Furious, I jumped to my feet. “It’s better than being left in the dark!”

“Oh, you think ignorance is worse? Worse than being the only person who knows you don’t belong in your own fucking time?” he shouted. “Worse than your mother spewing poison and telling you every day that you’re nothing but a mongrel who’s only alive on her charity?”

“Maybe not, but . . . but . . .” I trailed off at the look of unutterable pain that creased his face. He turned away and slumped down on a nearby log.

I dropped beside him, wondering if he was right. Maybe ignorance was better. My mother probably thought she was protecting me. Yes, she was demanding and controlling. But she loved me. I never doubted that.
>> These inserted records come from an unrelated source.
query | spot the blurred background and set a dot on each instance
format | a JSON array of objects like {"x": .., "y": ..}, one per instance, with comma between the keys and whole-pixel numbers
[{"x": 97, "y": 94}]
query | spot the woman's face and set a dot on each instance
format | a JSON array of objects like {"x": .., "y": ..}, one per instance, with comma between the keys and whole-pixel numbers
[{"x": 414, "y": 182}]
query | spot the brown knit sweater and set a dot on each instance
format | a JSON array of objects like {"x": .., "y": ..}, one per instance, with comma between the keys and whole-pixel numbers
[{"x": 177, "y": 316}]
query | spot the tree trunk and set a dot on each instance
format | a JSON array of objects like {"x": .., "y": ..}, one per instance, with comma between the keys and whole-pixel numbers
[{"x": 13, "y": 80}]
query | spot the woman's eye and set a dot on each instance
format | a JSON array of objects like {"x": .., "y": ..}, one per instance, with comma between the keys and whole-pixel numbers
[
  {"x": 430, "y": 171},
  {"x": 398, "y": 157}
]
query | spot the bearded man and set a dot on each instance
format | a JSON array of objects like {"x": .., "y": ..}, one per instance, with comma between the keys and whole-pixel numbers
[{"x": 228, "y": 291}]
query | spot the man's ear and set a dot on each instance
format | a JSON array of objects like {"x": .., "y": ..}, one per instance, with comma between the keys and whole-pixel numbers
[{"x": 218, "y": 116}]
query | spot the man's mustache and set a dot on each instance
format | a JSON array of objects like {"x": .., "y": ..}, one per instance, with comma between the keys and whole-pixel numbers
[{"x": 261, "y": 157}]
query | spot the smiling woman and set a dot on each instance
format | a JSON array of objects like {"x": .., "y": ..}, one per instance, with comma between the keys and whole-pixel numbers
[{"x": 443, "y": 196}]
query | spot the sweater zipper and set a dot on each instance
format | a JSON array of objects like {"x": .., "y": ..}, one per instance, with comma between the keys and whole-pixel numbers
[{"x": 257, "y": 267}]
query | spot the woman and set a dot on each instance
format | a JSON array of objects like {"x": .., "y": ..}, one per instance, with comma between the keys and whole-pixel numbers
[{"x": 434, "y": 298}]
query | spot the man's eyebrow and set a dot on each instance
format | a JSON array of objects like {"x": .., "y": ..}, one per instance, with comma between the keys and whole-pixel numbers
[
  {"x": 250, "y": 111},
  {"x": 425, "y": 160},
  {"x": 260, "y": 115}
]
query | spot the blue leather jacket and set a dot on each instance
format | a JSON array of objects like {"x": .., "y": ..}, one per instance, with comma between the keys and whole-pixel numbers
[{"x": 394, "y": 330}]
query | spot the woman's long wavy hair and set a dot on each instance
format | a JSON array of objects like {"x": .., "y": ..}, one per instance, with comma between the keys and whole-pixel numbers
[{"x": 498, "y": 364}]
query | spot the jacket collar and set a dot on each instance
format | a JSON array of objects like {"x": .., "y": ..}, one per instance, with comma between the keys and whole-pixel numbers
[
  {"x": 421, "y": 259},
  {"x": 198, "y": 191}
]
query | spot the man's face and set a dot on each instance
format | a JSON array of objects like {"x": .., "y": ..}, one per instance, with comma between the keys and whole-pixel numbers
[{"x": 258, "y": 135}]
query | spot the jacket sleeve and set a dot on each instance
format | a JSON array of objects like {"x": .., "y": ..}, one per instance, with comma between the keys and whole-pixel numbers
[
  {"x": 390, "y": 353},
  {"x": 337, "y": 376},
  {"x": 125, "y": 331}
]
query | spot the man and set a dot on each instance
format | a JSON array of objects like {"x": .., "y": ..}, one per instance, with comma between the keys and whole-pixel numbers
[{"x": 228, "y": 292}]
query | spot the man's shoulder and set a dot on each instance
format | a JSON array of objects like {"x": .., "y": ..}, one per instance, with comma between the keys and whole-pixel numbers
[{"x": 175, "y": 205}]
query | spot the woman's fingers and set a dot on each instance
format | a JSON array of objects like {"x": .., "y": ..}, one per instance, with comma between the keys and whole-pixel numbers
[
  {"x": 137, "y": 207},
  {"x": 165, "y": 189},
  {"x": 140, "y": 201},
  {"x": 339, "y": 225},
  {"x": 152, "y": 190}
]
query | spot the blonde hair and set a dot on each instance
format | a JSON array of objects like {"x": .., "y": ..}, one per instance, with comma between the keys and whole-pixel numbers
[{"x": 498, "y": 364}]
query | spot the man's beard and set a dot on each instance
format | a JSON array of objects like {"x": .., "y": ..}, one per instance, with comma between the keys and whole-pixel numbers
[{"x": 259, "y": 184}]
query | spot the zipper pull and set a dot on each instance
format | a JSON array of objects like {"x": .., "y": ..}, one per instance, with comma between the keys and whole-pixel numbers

“I’m so sorry, Bran,” I whispered. “About your mother—both of them. About everything.”

I felt him shrug. “You don’t remember any of it?” he said. “Not even me?”

“Not till just now. But when we first met, I . . . thought I smelled apples.”

He smiled at that. “I don’t remember that much myself,” he confessed. “I was only five. I get glimpses sometimes. My house. My mum. I had a dog named Beaufort.”

I put a hand on his arm. “I’m sorry I was such a brat.”

He nudged me. “Eh, you weren’t that bad.”

I shot a sideways glance at him. “I um . . . think Dr. John Dee is my grandfather.”

He turned to me, brows pinched in thought. “Yes,” he said, nodding. “Yes, I remember now. He’d been to our village before, visiting with our wise woman.”

“I think he was taking me home to my parents,” I said, realizing as I spoke the words that they were true. “I’d been visiting him in London for a few days. I think . . . I think I did that a lot.”